I think it is a non-issue. But to answer the actual question first:
No, it is not possible, but it is possible with reasonable certitude.
Data that is compressed has low entropy, but it is identifiable as being compressed, if by no other means then by either looking at magic constants or by running it through a decompression program. If it successfully decompresses, it is compressed (well, duh!), and non-encrypted. If it doesn't decompress, it is either not compressed, or compressed and encrypted.
Data that is encrypted (with any type of not-totally-suck algorithm) is virtually indistinguishable from random data. Random data does not compress. Therefore, try to compress the data. If the resulting size is considerably smaller (by more than, say, 3-4%) it is not "virtually indistinguishable from random data". Which means it is not encrypted.
Otherwise, it is either random garbage (which takes up storage but is otherwise harmless) or encrypted.
Now, why do I think it is a non-issue?
I don't need BitMessage for the kind of attack that you describe, I can as well send you loads of illegal stuff by email (well, I can't, since I don't own any, at least none that I know of... but let's assume I could).
What will happen when the police seizes your computer? Probably not much. It's not your responsibility if someone else sends you email, and you really have no way of preventing that from happening. So, what would be the base for punishing you? If anyone, the sender is to be held responsible (if they can find him).
BitMessage is not much different from email. Your public key is... well... public. So, everybody can trivially encode a message so it decrypts with your private key (that's the point of public key cryptography). You cannot control who uses your public key, so you can hardly be responsible for someone using it.
Of course, as soon as you discover you have been sent illegal content, due diligence demands that you delete it, seeing how possession is against the law (in the strictest sense, you might also be required to press charges against "unknown" since you have knowledge of a criminal act, but you'll have to ask a lawyer to be sure -- in any case reporting the incident will be a strong indicator of you being innocent).
Take a parallel from real life. A robber is chased by the police and throws a suitcase full of stolen goods into your garden so they don't have evidence against him -- running per se is not illegal after all (this actually happened to my parents when I was 4-5 years old!).
So, from one moment to another, you are now in possession of stolen goods, which is a felony. If you keep them, sell them, and you're caught, you will indeed be in trouble. But do you really expect to get sentenced if you report this to the police? Or if the police spots the suitcase as they walk past, and rings your door bell asking if they can have a look at that suitcase in your garden, and sure enough you let them in because you just saw that suitcase for the first time in your life? That would put us deep into Bizarro World.

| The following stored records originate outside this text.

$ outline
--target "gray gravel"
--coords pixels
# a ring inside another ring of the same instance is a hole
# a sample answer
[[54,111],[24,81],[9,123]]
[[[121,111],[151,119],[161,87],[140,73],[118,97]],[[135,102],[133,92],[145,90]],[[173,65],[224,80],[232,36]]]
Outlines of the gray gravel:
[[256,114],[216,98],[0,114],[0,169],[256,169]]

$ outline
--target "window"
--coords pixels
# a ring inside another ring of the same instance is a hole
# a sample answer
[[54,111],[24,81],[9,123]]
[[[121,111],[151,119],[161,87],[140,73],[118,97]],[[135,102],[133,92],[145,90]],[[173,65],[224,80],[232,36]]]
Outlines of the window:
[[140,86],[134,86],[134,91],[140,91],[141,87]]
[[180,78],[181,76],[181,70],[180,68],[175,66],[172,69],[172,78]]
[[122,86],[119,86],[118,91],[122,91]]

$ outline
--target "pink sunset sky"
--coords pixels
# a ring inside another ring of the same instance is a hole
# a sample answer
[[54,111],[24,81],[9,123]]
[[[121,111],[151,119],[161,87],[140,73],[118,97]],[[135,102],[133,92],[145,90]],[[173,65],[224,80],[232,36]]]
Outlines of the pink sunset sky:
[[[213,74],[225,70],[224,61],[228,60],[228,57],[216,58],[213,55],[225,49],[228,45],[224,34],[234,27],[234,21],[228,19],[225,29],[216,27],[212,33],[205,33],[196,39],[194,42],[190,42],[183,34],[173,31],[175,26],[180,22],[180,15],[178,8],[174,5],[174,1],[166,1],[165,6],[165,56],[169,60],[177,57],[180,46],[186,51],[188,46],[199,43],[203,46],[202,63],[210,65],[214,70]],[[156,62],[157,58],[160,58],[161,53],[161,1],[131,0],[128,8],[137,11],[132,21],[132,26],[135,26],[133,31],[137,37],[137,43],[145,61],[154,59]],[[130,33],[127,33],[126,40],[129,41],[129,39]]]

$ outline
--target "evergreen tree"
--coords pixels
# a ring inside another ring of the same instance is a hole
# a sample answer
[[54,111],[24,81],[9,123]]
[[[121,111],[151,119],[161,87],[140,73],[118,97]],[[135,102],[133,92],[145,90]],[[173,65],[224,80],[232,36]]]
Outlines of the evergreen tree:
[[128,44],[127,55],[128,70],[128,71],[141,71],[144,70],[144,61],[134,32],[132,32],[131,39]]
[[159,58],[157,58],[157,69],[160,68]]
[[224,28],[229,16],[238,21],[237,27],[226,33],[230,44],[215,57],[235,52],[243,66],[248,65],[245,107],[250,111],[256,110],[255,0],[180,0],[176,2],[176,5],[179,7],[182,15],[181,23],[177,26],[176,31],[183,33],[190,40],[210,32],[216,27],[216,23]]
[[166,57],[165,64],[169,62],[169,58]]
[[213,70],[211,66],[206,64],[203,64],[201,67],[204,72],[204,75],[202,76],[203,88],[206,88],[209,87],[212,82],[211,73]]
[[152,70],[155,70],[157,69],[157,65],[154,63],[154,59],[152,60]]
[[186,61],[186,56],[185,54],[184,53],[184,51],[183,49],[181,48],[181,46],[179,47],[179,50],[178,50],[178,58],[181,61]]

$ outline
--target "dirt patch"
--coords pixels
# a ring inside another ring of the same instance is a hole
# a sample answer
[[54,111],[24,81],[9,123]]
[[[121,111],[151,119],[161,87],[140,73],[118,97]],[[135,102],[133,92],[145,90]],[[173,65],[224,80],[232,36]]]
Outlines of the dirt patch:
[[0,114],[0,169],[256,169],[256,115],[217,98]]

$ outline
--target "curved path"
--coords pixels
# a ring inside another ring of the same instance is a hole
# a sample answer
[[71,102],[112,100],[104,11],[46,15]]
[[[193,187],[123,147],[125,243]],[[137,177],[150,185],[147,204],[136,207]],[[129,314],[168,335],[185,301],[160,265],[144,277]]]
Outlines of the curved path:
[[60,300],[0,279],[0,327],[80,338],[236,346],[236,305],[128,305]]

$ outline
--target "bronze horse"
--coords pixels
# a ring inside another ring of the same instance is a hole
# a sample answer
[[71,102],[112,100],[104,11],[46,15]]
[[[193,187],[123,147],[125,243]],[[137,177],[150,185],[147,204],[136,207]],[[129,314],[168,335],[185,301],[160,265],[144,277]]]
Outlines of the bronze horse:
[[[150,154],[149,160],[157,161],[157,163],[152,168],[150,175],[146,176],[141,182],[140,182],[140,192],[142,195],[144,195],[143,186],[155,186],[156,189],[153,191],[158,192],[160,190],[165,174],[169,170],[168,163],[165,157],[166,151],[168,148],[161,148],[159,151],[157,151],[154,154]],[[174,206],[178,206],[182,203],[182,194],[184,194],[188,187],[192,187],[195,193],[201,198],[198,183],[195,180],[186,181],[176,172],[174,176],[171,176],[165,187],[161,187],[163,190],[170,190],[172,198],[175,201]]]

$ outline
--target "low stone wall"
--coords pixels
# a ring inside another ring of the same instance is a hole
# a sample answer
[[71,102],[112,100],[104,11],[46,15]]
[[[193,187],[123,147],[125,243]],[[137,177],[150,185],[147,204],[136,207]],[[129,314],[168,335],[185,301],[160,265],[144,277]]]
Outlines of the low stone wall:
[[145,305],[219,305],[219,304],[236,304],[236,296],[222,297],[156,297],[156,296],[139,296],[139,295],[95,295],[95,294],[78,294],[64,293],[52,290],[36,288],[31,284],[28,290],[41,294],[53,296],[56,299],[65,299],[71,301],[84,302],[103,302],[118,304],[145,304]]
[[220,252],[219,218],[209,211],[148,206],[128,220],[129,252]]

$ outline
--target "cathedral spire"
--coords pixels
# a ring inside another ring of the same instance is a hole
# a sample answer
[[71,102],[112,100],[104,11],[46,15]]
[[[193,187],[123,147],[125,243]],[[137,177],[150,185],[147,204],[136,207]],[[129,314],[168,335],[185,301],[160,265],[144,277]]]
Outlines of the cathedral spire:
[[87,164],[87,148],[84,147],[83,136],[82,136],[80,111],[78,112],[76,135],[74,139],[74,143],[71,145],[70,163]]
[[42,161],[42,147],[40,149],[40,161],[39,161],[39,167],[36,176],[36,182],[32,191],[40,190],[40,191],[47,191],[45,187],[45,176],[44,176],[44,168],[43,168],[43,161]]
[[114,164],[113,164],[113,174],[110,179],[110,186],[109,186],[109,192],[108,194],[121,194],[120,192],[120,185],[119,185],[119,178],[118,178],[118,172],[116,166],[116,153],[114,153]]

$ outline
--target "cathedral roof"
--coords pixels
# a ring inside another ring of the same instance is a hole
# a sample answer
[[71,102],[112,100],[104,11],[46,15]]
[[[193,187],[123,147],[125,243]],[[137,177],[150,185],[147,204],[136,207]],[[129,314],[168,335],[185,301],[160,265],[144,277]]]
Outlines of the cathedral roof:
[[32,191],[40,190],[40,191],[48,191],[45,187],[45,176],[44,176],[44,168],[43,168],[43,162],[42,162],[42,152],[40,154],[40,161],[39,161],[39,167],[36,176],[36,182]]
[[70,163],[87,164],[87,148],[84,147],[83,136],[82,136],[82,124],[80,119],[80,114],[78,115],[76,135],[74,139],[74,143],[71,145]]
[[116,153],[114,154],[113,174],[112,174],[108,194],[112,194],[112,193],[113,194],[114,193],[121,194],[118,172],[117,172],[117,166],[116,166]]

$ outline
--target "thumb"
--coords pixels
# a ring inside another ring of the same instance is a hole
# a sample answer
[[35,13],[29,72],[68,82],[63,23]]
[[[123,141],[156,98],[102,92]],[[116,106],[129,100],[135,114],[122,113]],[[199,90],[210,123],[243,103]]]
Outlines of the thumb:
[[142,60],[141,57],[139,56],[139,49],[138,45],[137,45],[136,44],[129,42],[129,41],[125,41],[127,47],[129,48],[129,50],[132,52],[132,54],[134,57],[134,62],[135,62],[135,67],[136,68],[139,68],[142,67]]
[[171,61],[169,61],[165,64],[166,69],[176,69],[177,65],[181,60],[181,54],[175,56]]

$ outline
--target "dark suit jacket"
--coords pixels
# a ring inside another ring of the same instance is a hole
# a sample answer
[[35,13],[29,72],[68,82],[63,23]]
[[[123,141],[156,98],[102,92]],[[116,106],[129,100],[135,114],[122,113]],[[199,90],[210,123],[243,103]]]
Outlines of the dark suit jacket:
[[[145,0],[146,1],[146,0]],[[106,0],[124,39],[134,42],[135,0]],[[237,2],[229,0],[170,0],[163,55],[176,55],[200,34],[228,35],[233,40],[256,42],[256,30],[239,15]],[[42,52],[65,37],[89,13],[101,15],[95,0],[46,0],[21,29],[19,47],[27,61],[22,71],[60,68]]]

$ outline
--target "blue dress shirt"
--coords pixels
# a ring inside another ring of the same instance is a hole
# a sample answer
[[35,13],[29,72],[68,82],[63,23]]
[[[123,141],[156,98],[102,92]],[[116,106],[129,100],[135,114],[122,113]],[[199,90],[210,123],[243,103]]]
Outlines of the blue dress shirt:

Let's say someone manages to somehow (via broadcast or whatever) get random data onto your computer which you cannot read without a special program and/or the correct key (that you obviously and demonstrably don't have).
You don't have much of an incentive to keep that data around for very long. As soon as you discover that it's just unreadable garbage, you'll delete it anyway (it's just taking up space on your harddrive, and it's of no use).
But more importantly, why would you fear being punished for having random data on your computer which you cannot decrypt, but for which someone else magically pulls a key from the sleeve, which happens to decrypt that random data into something illegal?
It is not credible that a key that some other person gave to the police is yours or related to you in any way, or that you ever used it at all to decrypt a message if the key is demonstrably not to be found on your computer and there is no log or audit trail showing that you downloaded it, or such.
But even if the key is found on your computer or it can be shown that you downloaded it (because you were curious about the contents of the broadcast message), that still doesn't mean a lot.
Not only does possession of the key not prove that you indeed decrypted a message, or even a particular message (admittedly it doesn't rule it out either, but in criminal law you have the benefit of doubt). But even if you did decrypt it... you had hardly a way of knowing that the contents were illegal prior to decrypting the message. So, as long as you behave "correctly" afterwards, you should be OK.
Assume someone sends you Nazi propaganda or a member pass for the Communist Party, or plans to murder a high official or to bring down an airplane by mail (physical mail, as in: letter). How are you supposed to know about it before you tear the envelope open? How many people go to jail every year because they've opened an envelope addressed to them in good faith?
So unless you have a history of running an international child porn ring, or a very long police record involving computer crime, or you are well-known as being a leading officer of IS, or police has compelling evidence that you explicitly searched for an illegal broadcast, and you knowingly downloaded and decrypted illegal content, I don't see how you would reasonably need to fear getting in trouble.